As a Solution Architect, I engage clients on many types of projects with many stakeholders. Too often, things are taken for granted. Assumptions are made but not spoken. The easiest way to set back, or derail a project is to not have enough communication and assume that everybody is on the same page and thinks the same way. I am far from perfect on this, but I am getting better by accepting my weaknesses and working to improve them. These are some of the things that I do to improve communication between all parties.
Whether you are starting on a project, or even in the middle of one, question everything.
1) Question requirements
– Are they arbitrary?
– Who created them and on what premise?
– Is there a cognitive bias in play that moulded the making of the requirements?
2) State your assumptions
– If you do not know the answer to a question.

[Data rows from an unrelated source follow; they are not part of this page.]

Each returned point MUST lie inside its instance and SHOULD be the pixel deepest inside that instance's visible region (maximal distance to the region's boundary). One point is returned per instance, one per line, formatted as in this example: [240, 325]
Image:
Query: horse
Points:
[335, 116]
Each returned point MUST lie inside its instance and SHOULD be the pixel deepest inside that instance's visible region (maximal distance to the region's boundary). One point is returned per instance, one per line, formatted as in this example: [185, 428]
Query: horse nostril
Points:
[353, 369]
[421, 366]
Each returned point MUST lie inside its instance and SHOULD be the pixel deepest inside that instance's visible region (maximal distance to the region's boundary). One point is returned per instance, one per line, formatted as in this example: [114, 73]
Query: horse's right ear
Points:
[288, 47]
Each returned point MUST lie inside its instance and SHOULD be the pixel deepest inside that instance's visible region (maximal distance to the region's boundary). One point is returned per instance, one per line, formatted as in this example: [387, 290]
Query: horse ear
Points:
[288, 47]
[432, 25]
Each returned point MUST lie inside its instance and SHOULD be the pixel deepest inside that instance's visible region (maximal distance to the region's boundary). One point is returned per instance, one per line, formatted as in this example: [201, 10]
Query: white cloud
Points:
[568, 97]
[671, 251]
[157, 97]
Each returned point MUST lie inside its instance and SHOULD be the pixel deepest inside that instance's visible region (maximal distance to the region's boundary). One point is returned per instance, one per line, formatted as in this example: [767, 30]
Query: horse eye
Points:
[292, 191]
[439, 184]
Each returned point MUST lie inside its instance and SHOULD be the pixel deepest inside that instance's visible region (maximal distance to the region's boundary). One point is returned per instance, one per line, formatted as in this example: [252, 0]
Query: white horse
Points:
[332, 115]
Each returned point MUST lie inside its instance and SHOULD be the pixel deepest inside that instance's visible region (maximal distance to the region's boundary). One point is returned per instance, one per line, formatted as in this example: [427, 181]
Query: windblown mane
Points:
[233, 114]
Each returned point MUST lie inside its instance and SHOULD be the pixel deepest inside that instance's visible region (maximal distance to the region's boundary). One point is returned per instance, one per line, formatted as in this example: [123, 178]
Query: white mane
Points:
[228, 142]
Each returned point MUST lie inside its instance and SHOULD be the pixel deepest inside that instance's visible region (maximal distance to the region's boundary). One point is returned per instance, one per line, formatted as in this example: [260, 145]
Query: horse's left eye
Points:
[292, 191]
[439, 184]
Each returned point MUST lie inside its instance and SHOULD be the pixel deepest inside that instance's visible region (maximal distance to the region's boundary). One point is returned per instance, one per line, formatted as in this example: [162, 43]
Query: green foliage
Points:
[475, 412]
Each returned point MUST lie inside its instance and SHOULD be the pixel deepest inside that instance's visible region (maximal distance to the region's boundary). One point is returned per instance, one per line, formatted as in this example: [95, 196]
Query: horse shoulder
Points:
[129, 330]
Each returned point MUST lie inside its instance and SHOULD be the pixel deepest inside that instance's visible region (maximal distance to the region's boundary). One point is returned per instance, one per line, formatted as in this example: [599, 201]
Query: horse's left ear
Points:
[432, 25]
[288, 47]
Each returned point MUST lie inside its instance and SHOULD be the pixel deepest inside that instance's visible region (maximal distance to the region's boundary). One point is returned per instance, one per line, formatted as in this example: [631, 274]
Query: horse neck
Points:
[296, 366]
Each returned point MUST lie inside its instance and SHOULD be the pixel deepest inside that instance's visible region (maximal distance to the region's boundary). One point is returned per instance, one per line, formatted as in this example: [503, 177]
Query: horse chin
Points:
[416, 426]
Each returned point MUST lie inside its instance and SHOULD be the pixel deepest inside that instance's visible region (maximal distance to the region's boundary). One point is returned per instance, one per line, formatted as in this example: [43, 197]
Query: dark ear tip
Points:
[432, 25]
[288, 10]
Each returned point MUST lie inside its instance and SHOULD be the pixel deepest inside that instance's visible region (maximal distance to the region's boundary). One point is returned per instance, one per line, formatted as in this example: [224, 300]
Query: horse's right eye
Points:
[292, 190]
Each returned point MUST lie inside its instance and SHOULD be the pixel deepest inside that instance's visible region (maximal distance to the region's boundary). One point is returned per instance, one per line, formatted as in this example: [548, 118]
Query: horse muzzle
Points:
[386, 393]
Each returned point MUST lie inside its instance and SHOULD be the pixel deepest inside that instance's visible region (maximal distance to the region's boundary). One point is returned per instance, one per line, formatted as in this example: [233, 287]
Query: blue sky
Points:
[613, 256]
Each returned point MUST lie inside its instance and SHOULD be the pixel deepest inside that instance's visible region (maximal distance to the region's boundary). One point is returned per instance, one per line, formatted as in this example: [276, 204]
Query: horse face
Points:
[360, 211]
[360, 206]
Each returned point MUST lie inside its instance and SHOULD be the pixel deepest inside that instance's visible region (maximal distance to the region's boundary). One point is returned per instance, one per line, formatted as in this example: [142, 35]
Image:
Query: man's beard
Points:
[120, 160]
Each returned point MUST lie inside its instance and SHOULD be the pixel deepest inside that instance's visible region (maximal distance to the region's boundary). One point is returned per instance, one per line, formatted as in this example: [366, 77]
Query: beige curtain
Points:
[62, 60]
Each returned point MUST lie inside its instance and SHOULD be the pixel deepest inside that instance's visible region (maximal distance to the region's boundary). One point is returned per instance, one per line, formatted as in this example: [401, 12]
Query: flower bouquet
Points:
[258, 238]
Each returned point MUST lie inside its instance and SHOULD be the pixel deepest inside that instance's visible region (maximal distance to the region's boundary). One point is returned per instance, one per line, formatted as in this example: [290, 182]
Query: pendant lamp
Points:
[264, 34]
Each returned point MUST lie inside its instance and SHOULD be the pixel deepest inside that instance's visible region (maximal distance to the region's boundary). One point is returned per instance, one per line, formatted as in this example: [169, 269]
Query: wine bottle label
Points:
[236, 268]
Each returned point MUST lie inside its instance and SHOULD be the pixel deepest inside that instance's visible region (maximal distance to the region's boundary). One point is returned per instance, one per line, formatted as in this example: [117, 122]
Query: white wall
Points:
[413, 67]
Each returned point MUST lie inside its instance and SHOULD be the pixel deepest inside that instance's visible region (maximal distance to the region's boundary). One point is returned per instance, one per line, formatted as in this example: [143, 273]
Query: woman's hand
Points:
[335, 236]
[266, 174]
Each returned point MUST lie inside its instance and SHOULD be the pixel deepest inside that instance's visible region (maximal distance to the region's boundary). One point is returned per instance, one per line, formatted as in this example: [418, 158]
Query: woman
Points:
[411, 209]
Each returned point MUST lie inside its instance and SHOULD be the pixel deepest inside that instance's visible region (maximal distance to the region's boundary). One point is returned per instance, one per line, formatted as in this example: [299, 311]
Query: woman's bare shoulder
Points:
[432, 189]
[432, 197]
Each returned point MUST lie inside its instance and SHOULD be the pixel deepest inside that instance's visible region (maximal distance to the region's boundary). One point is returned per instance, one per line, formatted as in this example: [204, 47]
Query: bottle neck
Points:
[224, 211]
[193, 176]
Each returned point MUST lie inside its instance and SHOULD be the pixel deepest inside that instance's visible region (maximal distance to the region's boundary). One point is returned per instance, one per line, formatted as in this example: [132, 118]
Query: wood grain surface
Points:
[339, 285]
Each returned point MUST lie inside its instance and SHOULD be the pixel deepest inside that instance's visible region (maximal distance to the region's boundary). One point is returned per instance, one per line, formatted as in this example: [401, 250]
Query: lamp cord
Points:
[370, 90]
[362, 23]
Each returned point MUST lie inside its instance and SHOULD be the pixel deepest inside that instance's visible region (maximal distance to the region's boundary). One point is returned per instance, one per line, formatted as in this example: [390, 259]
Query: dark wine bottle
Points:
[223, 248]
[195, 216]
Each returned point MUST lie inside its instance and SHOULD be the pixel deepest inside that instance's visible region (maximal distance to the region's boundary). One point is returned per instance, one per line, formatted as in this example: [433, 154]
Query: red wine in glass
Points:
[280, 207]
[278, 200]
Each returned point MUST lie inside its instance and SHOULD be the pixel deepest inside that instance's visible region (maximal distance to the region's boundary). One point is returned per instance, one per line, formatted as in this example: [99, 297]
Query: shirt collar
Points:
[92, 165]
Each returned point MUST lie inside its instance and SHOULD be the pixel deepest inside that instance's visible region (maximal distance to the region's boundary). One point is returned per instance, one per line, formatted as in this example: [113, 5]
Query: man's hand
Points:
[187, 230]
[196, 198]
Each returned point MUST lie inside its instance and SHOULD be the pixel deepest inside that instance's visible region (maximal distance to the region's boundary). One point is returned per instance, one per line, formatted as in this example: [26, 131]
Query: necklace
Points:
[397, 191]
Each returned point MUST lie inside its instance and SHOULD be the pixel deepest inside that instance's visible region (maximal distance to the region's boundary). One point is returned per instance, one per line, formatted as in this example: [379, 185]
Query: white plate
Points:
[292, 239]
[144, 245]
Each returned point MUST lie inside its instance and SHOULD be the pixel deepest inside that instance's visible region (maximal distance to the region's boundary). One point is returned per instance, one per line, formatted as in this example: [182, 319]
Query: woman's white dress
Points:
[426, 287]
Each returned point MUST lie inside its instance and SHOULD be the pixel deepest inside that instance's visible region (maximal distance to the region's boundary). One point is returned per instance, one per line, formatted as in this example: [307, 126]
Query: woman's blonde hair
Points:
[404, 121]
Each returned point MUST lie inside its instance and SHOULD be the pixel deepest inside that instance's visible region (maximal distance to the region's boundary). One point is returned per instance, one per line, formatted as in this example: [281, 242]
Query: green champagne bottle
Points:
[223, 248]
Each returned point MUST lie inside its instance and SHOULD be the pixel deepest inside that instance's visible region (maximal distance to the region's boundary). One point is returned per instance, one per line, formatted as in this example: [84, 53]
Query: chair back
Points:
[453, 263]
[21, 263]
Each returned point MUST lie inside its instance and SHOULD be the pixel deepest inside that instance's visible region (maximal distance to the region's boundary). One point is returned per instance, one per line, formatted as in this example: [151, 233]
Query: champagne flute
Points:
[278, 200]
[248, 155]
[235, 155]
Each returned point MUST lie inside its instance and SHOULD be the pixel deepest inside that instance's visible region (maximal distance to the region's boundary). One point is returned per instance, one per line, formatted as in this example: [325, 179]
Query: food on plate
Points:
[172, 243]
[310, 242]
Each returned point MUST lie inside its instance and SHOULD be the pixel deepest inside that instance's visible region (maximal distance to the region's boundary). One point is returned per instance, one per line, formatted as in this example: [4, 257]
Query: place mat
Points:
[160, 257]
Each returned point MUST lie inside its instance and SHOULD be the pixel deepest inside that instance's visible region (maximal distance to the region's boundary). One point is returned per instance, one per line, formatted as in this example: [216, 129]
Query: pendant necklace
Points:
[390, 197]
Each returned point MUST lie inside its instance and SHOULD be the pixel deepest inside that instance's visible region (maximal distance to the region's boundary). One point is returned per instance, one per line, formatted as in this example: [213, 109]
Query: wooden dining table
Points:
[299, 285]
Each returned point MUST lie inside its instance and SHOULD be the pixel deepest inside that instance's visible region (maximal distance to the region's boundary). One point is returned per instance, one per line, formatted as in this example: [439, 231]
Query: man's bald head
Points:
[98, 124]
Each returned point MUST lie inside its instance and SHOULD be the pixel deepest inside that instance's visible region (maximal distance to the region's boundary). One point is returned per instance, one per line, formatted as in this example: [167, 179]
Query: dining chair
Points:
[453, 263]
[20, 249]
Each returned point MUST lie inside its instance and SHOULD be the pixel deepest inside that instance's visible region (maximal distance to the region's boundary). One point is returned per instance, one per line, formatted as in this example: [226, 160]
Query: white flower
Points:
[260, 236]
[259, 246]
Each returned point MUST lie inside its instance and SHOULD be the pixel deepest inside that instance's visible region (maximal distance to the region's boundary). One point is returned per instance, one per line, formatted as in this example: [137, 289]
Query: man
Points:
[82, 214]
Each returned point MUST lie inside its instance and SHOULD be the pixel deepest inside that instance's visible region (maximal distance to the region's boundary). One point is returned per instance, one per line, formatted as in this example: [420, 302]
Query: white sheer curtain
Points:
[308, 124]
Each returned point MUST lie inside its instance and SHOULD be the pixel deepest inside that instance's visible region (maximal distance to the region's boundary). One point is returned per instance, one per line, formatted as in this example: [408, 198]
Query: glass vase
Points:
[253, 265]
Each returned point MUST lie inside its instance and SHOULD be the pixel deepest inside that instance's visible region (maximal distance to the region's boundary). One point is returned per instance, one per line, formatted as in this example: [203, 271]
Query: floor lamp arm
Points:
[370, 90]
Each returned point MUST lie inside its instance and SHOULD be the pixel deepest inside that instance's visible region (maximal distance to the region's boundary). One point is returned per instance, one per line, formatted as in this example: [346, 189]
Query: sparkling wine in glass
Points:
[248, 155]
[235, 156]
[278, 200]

Make up a logical answer and state it. This will help get clarity.
– You will be operating under your assumption whether or not you state it, so it makes more sense to get it out in the open as early as possible.
3) Track your design decisions and how they relate to the requirements
– Use a requirement tracking matrix (RTM)
– Map out what all the requirements are and where they came from (the client? assumptions? best practices?)
– Justify your design decisions.
– Map out alternative decisions that would provide a more ideal outcome, given different assumptions.
The more dialog that is created the better (to an extent that is). However, if there is more dialog than action, then you may start entering the zone of analysis paralysis. This can happen when there is an unrecognized disparity between human cognitive models having a discourse. Some people are what are called “internal-processors”, whereas others are “external-processors”.
Internal-processors think through their fabric of thoughts internally, then convey the result of their conclusion to the other person. It is deliberate and follows a logical structure.
External-processors think out loud with half-ready thoughts that iterate quickly and may even be contrary in the process.
It may be frustrating for some people of one type to have a conversation with the other type because they may interpret the conversational responses differently. Is the person an internal-processor? Or are they disengaged from the conversation and silent? Are they an external-processor? Or are they completely on a different page, with a different understanding and conclusion?
If you can understand a perspective, then you can understand motives and actions. Try to walk in the shoes (mentally) of everyone you are working with. What drives them? What guides their decisions? What is fundamentally important to them, regardless of the specifics of the project? The more you do this, the better (and shorter) your conversations will be.